Conference of the Parties (COP)

COP is an annual meeting of all the countries (“State Parties”) in the UN that lasts 2 weeks. The number that follows “COP” signifies the number of meetings that have been held since the first in 1995. It’s basically a bunch of politicians, activists, scientists, business representatives, and other stakeholders gathering to discuss the most recent research on climate change and how it’s affecting the Earth. They hold speeches and meetings and negotiate all the different things each country will do to work towards a global goal.
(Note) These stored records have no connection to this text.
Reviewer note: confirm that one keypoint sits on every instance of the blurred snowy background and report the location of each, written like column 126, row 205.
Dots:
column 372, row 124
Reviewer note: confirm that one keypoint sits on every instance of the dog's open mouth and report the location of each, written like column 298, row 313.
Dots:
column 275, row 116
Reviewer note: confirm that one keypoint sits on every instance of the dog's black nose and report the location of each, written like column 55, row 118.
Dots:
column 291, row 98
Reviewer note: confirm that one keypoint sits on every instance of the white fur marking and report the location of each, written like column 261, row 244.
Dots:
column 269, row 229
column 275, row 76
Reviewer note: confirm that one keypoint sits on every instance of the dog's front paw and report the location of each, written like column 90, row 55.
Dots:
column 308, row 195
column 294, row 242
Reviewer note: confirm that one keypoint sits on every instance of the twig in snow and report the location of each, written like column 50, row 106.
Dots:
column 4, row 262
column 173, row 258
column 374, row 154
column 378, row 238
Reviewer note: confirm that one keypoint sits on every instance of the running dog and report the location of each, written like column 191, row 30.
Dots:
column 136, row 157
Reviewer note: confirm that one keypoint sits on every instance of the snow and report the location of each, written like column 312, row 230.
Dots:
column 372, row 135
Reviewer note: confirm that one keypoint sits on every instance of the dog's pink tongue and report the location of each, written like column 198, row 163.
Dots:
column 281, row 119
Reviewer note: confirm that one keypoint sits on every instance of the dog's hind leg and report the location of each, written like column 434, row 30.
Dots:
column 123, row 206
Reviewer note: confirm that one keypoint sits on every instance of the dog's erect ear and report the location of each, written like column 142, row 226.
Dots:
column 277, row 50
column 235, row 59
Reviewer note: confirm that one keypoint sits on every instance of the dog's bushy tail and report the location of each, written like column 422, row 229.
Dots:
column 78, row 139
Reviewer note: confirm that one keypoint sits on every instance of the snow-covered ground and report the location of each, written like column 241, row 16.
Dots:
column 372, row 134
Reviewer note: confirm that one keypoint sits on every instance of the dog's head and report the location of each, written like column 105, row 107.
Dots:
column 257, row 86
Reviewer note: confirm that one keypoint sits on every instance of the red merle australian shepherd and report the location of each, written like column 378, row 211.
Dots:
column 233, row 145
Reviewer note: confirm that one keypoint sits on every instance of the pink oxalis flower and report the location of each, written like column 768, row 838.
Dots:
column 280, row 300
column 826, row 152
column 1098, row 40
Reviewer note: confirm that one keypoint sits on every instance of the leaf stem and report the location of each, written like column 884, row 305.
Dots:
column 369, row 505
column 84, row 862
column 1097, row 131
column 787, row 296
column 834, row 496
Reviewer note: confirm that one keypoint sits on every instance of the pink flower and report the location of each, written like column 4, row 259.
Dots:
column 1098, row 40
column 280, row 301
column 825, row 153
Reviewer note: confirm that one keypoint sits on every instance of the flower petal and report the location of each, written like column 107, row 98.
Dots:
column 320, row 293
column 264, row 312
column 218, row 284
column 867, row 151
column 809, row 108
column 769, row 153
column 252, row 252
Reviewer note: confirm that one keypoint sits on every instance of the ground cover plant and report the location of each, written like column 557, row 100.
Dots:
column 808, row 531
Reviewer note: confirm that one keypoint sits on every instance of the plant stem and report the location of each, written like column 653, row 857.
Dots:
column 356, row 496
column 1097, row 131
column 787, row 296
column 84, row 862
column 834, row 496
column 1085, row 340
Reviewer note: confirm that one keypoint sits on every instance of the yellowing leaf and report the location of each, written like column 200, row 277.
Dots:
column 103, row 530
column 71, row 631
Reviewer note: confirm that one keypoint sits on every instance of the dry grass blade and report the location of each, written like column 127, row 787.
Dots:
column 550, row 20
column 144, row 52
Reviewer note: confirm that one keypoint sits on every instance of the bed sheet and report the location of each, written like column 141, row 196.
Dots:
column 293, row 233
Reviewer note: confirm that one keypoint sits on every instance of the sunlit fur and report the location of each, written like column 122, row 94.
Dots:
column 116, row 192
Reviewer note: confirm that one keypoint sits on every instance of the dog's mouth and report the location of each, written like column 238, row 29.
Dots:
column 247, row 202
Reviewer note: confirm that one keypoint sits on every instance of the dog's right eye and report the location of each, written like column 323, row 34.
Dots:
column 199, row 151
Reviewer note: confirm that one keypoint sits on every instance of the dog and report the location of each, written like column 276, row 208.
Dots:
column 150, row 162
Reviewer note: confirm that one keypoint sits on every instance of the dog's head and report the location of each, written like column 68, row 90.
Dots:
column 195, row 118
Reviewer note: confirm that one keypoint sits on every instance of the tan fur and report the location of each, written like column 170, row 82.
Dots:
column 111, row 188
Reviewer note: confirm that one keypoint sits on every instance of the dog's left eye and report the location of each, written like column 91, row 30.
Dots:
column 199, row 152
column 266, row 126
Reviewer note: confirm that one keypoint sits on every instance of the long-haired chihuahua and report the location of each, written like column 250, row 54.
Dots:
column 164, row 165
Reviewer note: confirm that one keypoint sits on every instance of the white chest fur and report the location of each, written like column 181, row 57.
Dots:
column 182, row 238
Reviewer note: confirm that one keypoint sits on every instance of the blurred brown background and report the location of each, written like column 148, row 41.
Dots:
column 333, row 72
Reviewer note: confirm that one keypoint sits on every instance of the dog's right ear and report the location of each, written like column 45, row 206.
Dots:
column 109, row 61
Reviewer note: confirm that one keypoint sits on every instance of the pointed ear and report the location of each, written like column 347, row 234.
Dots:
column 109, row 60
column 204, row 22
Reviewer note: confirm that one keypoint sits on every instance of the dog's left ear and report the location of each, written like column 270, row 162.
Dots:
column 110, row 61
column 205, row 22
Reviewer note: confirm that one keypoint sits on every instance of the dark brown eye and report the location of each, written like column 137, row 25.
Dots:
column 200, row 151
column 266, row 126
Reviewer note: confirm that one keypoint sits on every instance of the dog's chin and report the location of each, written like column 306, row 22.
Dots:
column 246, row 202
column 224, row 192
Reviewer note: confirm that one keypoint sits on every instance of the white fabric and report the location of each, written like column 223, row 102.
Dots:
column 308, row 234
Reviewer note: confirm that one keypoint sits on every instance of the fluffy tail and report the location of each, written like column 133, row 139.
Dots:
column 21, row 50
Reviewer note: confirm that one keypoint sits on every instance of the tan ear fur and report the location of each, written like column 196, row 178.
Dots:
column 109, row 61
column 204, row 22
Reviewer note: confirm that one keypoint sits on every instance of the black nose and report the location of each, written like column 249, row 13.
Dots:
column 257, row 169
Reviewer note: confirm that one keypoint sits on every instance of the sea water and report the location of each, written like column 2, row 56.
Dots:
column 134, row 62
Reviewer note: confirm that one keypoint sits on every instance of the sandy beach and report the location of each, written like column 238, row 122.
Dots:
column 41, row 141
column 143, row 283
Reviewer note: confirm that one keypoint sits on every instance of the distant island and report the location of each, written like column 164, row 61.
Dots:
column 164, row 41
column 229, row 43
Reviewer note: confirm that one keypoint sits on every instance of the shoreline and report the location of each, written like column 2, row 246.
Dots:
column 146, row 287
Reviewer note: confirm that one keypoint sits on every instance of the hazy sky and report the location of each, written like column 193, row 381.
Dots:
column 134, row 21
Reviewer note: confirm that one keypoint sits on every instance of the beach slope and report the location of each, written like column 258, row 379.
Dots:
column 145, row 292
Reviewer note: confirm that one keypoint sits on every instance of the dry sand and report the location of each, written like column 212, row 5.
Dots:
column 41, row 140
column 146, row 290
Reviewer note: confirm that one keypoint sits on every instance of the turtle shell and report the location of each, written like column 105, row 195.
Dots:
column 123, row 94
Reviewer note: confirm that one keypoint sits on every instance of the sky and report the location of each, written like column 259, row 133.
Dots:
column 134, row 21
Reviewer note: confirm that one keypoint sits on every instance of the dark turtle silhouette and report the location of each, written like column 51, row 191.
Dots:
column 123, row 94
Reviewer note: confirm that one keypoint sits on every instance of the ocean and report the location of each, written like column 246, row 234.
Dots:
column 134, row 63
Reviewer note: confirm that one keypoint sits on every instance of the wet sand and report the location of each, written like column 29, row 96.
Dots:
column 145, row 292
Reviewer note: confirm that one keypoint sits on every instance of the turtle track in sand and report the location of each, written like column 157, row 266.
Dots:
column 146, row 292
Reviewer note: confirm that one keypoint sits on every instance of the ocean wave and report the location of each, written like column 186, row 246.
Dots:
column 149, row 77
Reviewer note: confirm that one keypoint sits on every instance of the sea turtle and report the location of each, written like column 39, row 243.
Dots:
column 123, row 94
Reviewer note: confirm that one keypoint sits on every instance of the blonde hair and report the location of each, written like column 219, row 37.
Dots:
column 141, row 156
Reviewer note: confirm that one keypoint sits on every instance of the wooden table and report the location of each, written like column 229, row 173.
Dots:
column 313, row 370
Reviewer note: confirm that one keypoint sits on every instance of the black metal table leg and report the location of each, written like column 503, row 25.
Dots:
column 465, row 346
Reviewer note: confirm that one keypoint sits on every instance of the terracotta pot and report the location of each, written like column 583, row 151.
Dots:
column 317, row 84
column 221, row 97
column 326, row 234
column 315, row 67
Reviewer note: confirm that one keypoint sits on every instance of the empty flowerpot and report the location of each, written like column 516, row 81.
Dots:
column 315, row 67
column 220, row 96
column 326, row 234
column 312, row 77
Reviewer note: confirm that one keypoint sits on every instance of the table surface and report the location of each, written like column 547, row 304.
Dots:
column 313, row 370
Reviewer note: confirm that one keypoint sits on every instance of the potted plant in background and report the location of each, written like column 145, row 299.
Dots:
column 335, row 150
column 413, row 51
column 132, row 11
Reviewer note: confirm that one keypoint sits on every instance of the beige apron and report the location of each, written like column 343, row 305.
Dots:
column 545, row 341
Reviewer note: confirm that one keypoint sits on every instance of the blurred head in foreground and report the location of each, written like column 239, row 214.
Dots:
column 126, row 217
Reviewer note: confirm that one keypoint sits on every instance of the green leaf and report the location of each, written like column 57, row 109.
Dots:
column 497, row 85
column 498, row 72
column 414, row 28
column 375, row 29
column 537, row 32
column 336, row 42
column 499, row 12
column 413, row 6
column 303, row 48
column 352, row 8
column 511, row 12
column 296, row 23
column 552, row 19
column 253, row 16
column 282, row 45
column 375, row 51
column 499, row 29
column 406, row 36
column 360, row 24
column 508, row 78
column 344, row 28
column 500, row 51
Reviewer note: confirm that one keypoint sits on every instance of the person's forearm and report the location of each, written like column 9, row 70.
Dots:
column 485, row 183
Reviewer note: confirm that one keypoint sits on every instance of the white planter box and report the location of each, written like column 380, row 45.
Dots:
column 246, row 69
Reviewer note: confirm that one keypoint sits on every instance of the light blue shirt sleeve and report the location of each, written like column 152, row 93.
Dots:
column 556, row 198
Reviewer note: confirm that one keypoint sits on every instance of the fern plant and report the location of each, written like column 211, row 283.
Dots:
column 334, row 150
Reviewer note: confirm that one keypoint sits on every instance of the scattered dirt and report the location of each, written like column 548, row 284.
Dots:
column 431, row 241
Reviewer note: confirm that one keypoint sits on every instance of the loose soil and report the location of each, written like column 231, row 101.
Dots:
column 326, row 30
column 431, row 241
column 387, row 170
At the end, all the countries (hopefully) agree to take the necessary actions to reach the set goal and, in theory, everyone goes home and does what they said they would do and we solve all our problems.

Some key points from and reactions to more recent COP meetings:

  • Developing countries are some of the most climate-vulnerable, however they are the least responsible for the changes we are seeing in the global climate. Large countries (hello USA!) are responsible for the majority of carbon emissions that have negative effects on populations that have yet to experience their industrial and technological revolutions. It’s not fair for us to tell them to stop making progress while we carry on as is. These countries with high emissions must do more in the effort to protect the environment.
  • Historically, these populations that are most severely affected have not had equitable representation at conferences like COP. They are the ones that know firsthand what the problems are and have ideas on how to fix them. We need to continually increase the inclusivity of these conferences and reach the most vulnerable populations so we can listen to their solutions.
  • Wealthy countries have fallen short on their promises to support developing ones financially to adapt to the existing challenges they are facing and mitigate the effects of further change.
  • We haven’t made the progress we needed to at this milestone based on the Paris Agreement (2015) and we’re only supposed to be making more ambitious goals every 5 years. In other words, we’re extra extra behind.
  • World leaders make empty promises. They repeat the same things we’ve heard in previous years, yet no progress has been made since. The public has low trust in them to champion real change back home.